At a shipbuilding site I hit on a recipe for doing (or re-doing) wood floors, and the parts ratio is as given:
10 parts Tung Oil
1 part BLO
1 part Damar Varnish (1:1)
1 part Turpentine
This is getting extremely close to what I want: a solvent varnish that is high in oil and yet offers some hardening speed for its surface.
At this point I decided that the actual factors wanted would have to include Damar Varnish (1:1) which I already had, Citrus Solvent, Venetian Turpentine and Oil of Turpentine (Rectified Turpentine). The last gives some 'bite' to a layer for adhesion to a previous layer (if I understand my painting terms correctly), plus it is mentioned in a wide number of older recipes for other varnishes. I still needed good drying, low tack time, and hardness with elasticity. Thus I went with the base plus stuff mixed into it which is a great compromise as these things go.
My final mix is:
10 parts Tung Oil
1 part BLO
1 part Citrus Solvent (then 1.5 on second coat)
1 part Venetian Turpentine
1 part Oil of Turpentine
This gives a thin, light colored varnish that can be applied from a simple dropper bottle and I used 1.5 ml as the parts amount. I would up the Citrus Solvent to see if I could cut dry times between coats.
The methodology used is a wet sanding with the varnish with 400 grit sandpaper, do thoroughly with one drop covering up to 9 square inches of stock area sanding with the grain. Then a drop by drop hand rubbing (with latex gloves on) over the entire stock rubbing in the direction of the grain.

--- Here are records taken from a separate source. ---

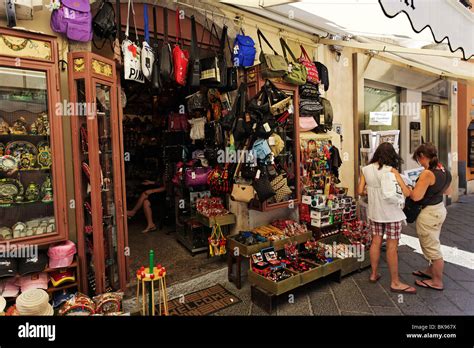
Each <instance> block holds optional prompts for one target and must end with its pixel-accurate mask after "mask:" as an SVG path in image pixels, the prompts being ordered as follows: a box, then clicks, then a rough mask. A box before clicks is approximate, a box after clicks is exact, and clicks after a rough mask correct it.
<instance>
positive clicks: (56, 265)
mask: <svg viewBox="0 0 474 348" xmlns="http://www.w3.org/2000/svg"><path fill="white" fill-rule="evenodd" d="M75 253H76V244H74V243H73V242H71V241H70V240H67V241H65V242H62V243H59V244H54V245H51V246H50V247H49V249H48V256H49V267H50V268H63V267H67V266H69V265H70V264H71V263H72V260H73V259H74V254H75Z"/></svg>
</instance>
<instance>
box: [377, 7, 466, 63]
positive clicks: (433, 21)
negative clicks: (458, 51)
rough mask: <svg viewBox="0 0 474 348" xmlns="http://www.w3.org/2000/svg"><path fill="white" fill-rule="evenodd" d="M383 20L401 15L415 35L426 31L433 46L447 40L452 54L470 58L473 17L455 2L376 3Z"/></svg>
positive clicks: (464, 7)
mask: <svg viewBox="0 0 474 348" xmlns="http://www.w3.org/2000/svg"><path fill="white" fill-rule="evenodd" d="M379 3H380V5H381V7H382V10H383V12H384V13H385V15H386V16H387V17H390V18H394V17H396V16H397V15H399V14H401V13H404V14H405V15H406V16H407V17H408V19H409V21H410V24H411V26H412V28H413V30H414V31H415V32H417V33H419V32H421V31H423V30H425V29H426V28H429V29H430V31H431V33H432V35H433V38H434V40H435V42H436V43H440V42H442V41H443V40H445V39H447V41H448V45H449V48H450V50H451V51H452V52H455V51H457V50H461V51H462V53H463V56H464V59H469V58H471V57H472V56H473V55H474V30H473V29H474V14H473V13H472V12H470V11H469V10H468V9H467V8H466V7H464V6H463V5H461V4H460V3H459V1H458V0H379Z"/></svg>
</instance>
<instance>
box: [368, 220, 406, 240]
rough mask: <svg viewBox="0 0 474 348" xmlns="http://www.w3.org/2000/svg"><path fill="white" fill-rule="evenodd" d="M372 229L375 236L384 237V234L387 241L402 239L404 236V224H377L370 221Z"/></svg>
mask: <svg viewBox="0 0 474 348" xmlns="http://www.w3.org/2000/svg"><path fill="white" fill-rule="evenodd" d="M370 229H371V231H372V234H373V235H375V236H381V237H383V235H384V233H385V235H386V236H387V239H400V237H401V236H402V222H401V221H395V222H375V221H372V220H370Z"/></svg>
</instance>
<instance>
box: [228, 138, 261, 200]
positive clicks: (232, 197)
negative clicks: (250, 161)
mask: <svg viewBox="0 0 474 348" xmlns="http://www.w3.org/2000/svg"><path fill="white" fill-rule="evenodd" d="M246 149H247V146H244V148H243V151H242V152H241V155H240V158H239V164H238V166H237V169H236V170H235V174H234V185H233V186H232V193H231V195H230V198H231V199H232V200H233V201H237V202H244V203H249V202H250V201H251V200H252V199H253V198H254V197H255V190H254V188H253V186H252V184H251V183H246V182H242V180H240V179H239V175H241V174H240V173H241V172H240V168H241V167H242V165H243V164H244V163H243V162H244V154H245V150H246Z"/></svg>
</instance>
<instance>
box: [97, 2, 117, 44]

Let sit between 2 and 4 hours and clean excess off (it is mostly Tung Oil) and I found that it was tacky to start with but once the rag got moving it went very quickly. Basically you want to get rid of the thick coating (I used about 30 drops total for a coat, with extra added when the sandpaper got dry or when the latex glove stuck to the stock) and leave just what had adhered immediately at the surface.
This was done twice over 2 days and it dries pretty well overnight. If done on the plain wood this stuff nearly disappears. I tried it on some cut boards and one drop spread around nearly vanishes.
After the next day a light going over with 0000 steel wool replacement yields the final result. Here is the right side of the stock, no color correction applied.
I was worried about the darkness that the spirit varnish was giving to the stock and I was amazed that the entire set of tonal qualities lightened just after one application. With two the result is wonderful.
The left side of the stock:
This really is something much, much better than I was expecting after the spirit varnish coats. The entire set of tonal qualities has now evened out greatly from the original material.
After a day of sweating and cursing, and having to do just a bit of sanding and light filing to get off some errant finish, the actual hardware has been installed. So I can now give the finished product:
If you remember this is how it looked coming in:
Yeah, pretty bad and soaked with cosmoline. The entire left rear of the stock looked like something wholly different from the rest of it and with poor definition to it. Now it blends in very well with the rest of the stock, it is a world of difference.
And the right side:
And there you have it.
I want to thank all of those making this possible: Classic Arms Inc.,Steve Kehaya and Joe Poyer for their book The SKS Carbine (CKC45g) 4th Revised and Expanded Edition published by North Cape Publications, Inc. which has been my guide to stripping this weapon, Brownell's, Murray Gunsmithing, Buy Milsurp, Apex Gun Parts, The Real Milk Paint Company, my sister and her co-worker at Moog who helped get the pin pusher made, Colman's Military Surplus, and I can't remember the name of every supply house/ art house/ and reseller of resins that I've had to go to throughout this.
I'm expecting a longer butt pad to increase LOP and a few other bits and pieces to put on, but nothing to change the original equipment.
Now it is time to take it to a gunsmith and make sure I actually put it together right and that it is safe to fire.